Pourtant, ce n'est pas dans ce secteur du marché de travail que la vie conjugale semble la plus malmenée. En effet, au Québec, les sténographes judiciaires et les audiotypistes médicaux sont les plus à risque de se séparer: 25,1 % d'entre eux ont connu ce sort en 2001. La moyenne québécoise en matière de séparation est de... 8,1 % chez les professionnels.

Les spécialistes de la transcription ne sont pas seuls sur le radeau de la rupture. Les exploitants de silos à grains (23,8 %), les sages-femmes et praticiens de médecines douces (22,4 %), les astrologues, numérologues et télépathes (22 %) et les directeurs de services correctionnels (18,2 %) sont également confrontés à cette réalité.
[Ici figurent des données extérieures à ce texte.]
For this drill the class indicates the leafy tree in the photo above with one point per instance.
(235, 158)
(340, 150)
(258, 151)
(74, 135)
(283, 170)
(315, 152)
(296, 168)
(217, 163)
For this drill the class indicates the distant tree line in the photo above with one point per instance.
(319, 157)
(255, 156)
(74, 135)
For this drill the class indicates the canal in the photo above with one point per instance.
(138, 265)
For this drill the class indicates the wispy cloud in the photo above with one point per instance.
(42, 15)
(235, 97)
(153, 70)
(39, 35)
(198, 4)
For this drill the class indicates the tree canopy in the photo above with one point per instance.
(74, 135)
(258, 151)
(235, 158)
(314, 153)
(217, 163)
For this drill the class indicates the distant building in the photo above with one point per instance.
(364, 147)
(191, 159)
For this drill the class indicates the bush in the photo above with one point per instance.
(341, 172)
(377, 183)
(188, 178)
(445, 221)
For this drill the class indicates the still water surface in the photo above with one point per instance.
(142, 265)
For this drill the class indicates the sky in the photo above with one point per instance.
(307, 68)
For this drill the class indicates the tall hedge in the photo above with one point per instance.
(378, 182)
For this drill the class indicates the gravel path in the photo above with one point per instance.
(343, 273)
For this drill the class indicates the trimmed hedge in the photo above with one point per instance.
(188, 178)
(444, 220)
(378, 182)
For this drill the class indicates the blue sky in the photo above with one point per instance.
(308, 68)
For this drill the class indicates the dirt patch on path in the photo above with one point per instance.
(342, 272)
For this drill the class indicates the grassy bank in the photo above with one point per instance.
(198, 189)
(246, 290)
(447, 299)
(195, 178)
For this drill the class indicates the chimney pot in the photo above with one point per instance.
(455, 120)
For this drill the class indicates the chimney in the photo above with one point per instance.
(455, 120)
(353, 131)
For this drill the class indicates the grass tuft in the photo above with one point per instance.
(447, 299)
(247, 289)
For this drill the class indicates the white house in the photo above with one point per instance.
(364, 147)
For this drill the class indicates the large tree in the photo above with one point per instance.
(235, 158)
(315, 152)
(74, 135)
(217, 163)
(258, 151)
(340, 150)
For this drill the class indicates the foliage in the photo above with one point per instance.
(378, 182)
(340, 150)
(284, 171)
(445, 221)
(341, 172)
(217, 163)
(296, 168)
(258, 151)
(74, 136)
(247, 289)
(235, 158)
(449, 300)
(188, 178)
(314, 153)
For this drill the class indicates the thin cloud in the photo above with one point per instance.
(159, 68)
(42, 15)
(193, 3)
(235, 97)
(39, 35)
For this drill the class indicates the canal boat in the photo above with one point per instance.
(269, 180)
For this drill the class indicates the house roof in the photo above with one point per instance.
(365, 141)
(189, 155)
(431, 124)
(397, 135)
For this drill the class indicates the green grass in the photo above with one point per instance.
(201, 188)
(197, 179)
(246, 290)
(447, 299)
Étrangement, particulièrement sur l'île de Montréal, les directeurs de services postaux, les directeurs de bibliothèque, de musée et de galerie d'art, les opticiens d'ordonnances ou encore les embaumeurs viennent se joindre à ce groupe, avec des taux de séparation presque équivalents.
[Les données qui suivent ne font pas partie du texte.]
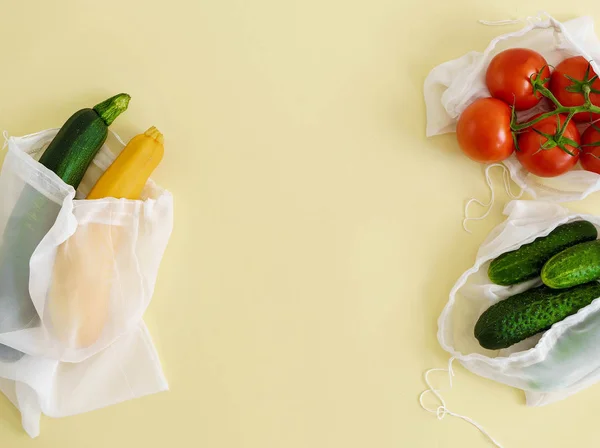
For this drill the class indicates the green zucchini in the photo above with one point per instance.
(528, 260)
(523, 315)
(68, 155)
(573, 266)
(79, 139)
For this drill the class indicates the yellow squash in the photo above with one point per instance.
(128, 174)
(85, 265)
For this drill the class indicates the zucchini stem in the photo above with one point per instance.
(111, 108)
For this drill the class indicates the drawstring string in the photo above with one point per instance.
(441, 411)
(528, 19)
(490, 204)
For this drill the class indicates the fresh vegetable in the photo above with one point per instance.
(128, 174)
(550, 147)
(78, 314)
(573, 266)
(68, 155)
(527, 261)
(483, 131)
(508, 77)
(523, 315)
(79, 139)
(590, 149)
(570, 79)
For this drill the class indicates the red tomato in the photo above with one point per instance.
(509, 73)
(547, 162)
(590, 154)
(483, 131)
(574, 67)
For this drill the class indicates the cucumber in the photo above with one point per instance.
(573, 266)
(527, 261)
(528, 313)
(68, 155)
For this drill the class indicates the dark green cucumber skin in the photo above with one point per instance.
(527, 261)
(573, 266)
(526, 314)
(75, 146)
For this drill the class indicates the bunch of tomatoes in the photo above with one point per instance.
(549, 143)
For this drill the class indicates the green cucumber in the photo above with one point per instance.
(528, 260)
(68, 155)
(573, 266)
(523, 315)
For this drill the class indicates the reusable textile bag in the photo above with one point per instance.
(549, 366)
(452, 86)
(76, 277)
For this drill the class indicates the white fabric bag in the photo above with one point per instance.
(452, 86)
(75, 279)
(548, 367)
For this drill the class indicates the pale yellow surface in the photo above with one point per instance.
(317, 232)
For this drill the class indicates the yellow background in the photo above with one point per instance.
(313, 247)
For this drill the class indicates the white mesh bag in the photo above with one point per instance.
(549, 366)
(75, 279)
(452, 86)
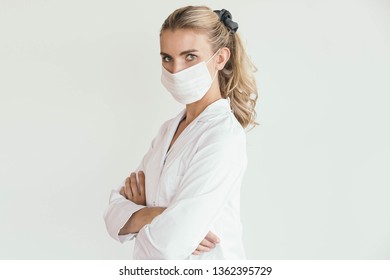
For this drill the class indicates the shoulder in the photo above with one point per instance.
(224, 130)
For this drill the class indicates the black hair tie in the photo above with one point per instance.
(226, 17)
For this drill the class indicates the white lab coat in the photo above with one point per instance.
(198, 180)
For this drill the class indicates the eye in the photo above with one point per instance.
(166, 58)
(190, 57)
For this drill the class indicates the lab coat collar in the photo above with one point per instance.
(215, 109)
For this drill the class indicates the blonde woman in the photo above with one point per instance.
(184, 200)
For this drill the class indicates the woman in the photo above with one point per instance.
(185, 201)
Au regard des données de Statistique Canada, plusieurs carrières semblent par ailleurs assurer une certaine concorde dans les ménages. Des exemples? Préposé de station-service, où le niveau de divorces ou de sépararions est, à 1,8 %, un des plus faibles au Québec. Sans doute par excès de jeunesse et abus de célibat.

Difficile par contre d'en dire autant des ingénieurs en contrôle de la qualité, en sécurité industrielle ou en productique (2,2 %), qui eux aussi laissent transparaître une grande stabilité émotive. Les professionnels de sciences forestières (2,9 %), les techniciens en géologie (2,7 %), les auxiliaires dans les laboratoires dentaires (2,3 %) et les ouvriers des mines (2,1 %) complètent le tableau.
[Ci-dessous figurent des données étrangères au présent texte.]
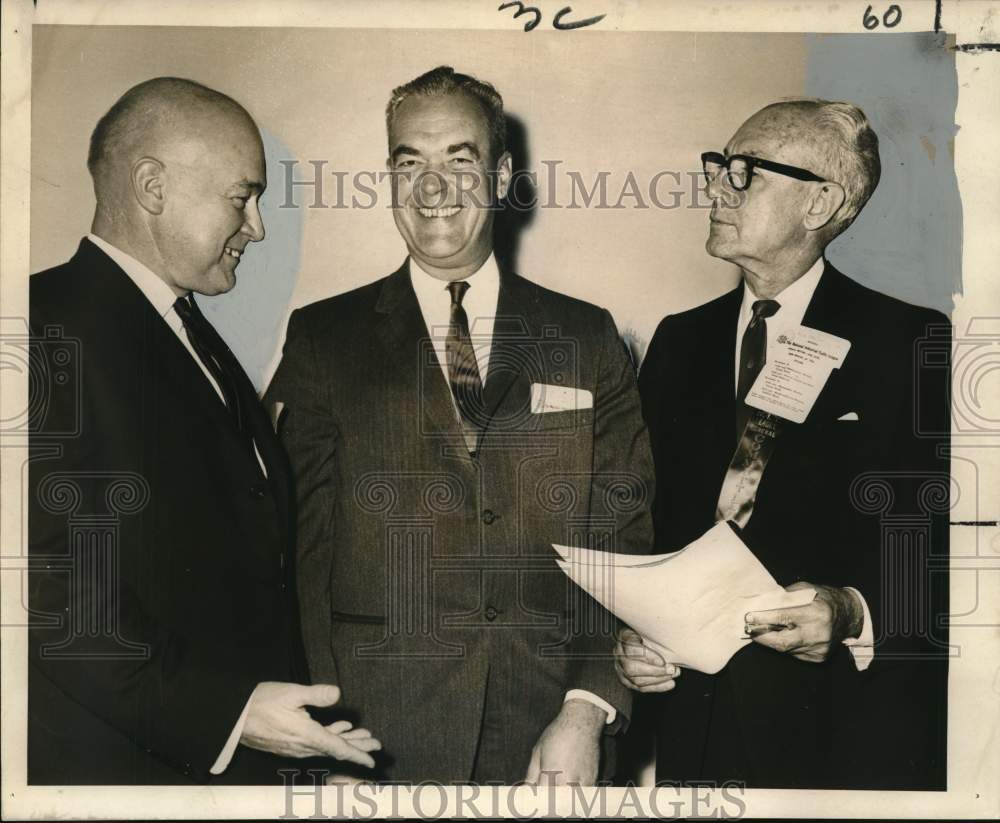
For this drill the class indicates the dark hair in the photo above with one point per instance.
(445, 80)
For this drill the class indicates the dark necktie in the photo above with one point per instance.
(215, 354)
(753, 354)
(463, 371)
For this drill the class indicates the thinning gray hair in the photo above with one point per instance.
(144, 111)
(847, 149)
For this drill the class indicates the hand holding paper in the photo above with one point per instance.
(690, 605)
(813, 630)
(641, 668)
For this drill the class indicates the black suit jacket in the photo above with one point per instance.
(429, 587)
(157, 585)
(845, 503)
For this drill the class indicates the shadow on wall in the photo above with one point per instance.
(251, 318)
(907, 241)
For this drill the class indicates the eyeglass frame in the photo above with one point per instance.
(755, 162)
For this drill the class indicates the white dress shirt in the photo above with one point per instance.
(480, 304)
(793, 301)
(162, 298)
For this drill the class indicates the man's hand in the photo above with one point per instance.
(639, 667)
(813, 631)
(277, 722)
(567, 751)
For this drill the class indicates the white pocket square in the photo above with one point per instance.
(547, 398)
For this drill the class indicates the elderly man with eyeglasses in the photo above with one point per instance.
(850, 500)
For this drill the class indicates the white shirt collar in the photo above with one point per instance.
(155, 290)
(794, 299)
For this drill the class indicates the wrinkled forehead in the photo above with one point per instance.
(785, 136)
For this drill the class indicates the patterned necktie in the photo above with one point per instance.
(214, 353)
(463, 371)
(753, 354)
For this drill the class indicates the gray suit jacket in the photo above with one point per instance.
(428, 584)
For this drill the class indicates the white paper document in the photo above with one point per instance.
(688, 605)
(798, 365)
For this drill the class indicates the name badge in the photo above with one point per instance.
(798, 365)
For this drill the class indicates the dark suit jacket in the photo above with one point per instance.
(428, 584)
(841, 503)
(157, 588)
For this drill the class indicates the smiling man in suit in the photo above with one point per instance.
(446, 425)
(163, 643)
(849, 691)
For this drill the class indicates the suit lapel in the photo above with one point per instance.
(519, 320)
(830, 311)
(125, 303)
(410, 355)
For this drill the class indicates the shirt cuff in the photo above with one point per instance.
(222, 761)
(590, 697)
(862, 647)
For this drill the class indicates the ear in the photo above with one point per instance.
(823, 205)
(148, 184)
(505, 170)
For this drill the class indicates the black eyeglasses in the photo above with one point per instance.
(739, 169)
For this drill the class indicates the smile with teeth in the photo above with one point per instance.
(450, 211)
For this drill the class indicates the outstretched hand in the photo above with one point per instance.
(278, 722)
Notons également que, si les capitaines de bateaux de pêche se marient beaucoup, ils font aussi partie de ceux qui se séparent le moins: seulement 2,9 % d'entre eux ont inscrit cet état civil dans les formulaires de Statistique Canada en 2001. C'est aussi le cas des arbitres et des entraîneurs du Québec. Mais en ce qui les concerne, comme ils font partie du groupe où l'on trouve le plus grand nombre de célibataires au Québec, il n'y en a forcément pas beaucoup qui peuvent se séparer.
1 commentaire
  • Claude Dion - Abonné 14 février 2007 05 h 48

    Dans les étoiles

    "les astrologues, les numérologues, les télépathes [...] semblent pour leur part être les champions du divorce et de la séparation."

    Ces charlatans, supposément à même de prédire l'avenir et lire dans les pensées, sont incapables de reconnaître l'âme soeur. Quelle ironie!